Number of successful   and unsuccessful episodes

4.4 Conclusion

The experiment results show the suitability of reinforcement learning methods for the partially cooperative decision-making process. The agents use the soft actor-critic and the proximal policy optimization algorithms to cooperatively adapt their behavior to the other agent and maximize the reward per episode. Regardless of the presence of automated and manually driven vehicles, understanding the other vehicles’ behavior is essential for efficiently accomplishing those situations. Extending the state spaces by a prediction of the vehicles in the scenario may further improve the performance.

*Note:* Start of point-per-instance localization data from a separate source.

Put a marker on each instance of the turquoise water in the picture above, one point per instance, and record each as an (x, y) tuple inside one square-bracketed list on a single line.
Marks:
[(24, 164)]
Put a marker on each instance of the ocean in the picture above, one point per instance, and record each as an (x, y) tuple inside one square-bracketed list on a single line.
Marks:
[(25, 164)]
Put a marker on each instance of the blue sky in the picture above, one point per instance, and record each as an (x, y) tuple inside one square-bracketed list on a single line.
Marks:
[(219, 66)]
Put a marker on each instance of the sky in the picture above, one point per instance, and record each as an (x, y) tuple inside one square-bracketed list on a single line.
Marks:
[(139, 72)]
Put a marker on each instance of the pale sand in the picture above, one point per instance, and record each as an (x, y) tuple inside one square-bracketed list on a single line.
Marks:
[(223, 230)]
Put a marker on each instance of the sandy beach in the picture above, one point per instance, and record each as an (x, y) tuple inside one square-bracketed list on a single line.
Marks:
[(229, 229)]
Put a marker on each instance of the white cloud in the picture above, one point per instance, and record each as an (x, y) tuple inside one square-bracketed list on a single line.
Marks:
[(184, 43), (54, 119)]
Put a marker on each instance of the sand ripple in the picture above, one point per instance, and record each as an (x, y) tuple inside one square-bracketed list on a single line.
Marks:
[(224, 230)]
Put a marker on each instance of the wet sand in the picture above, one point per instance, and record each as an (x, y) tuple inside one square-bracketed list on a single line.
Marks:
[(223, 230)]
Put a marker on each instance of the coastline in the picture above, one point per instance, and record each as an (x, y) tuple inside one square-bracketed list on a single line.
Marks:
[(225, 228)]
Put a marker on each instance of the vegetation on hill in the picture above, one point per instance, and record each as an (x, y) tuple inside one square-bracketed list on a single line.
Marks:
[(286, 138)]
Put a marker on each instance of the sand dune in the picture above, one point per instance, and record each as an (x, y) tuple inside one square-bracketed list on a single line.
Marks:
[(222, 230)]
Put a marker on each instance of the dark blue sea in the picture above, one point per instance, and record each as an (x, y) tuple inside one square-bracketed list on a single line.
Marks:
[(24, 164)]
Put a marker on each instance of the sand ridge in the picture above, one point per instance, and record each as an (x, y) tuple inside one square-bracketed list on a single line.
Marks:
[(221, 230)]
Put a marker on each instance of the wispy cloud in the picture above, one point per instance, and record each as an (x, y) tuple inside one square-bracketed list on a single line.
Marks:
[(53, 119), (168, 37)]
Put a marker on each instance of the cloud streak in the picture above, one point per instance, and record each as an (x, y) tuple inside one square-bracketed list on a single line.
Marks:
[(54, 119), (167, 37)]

The experiment does not consider direct communication via vehicle-to-vehicle communication. However, many cooperation methods work based on explicit communication. The combination of these two techniques can be addressed in the next steps. Furthermore, the variance of reward functions of the agents can be increased. More objectives can be considered, and thus more general applicability of the method can be reached.

5 Conclusion

The last three sections cover three important aspects of maneuver-level cooperation of automated vehicles. First, a fundamental method for defining, negotiating, and agreeing on cooperative maneuvers is presented. The STRP is based on reserving temporarily and spatially limited traffic space for exclusive use. The driving tests with automated research vehicles and simulations show that the method is suitable for effective cooperative resolutions of conflicts on the road. The different reservation templates allow universal applicability in conflict situations occurring in traffic. In the second part, research on cooperation in emergency situations is presented. The investigated approach is based on STRP and tested both in test drives and simulations. It is shown that the method allows to avoid collisions and to mitigate the impact of suddenly occurring obstacles by performing cooperative emergency maneuvers. The last part presents research on a cooperative high-level decision-making method. It is based on reinforcement learning algorithms and does not require explicit communication. Simulations show that cooperative behavior can be elicited by defining suitable objective functions for the vehicles present in a traffic scenario.

The results contribute to the achievement of safe and efficient behavior of automated vehicles in the three addressed aspects of cooperative automated driving. Based on the research presented in this chapter, the cooperative behavior of automated vehicles can be further researched. For example, an integration of STRP relying on explicit communication into the method for cooperative decision-making can be investigated. This could then be used to research an integrated approach for decision-making and explicitly negotiated cooperation of automated vehicles.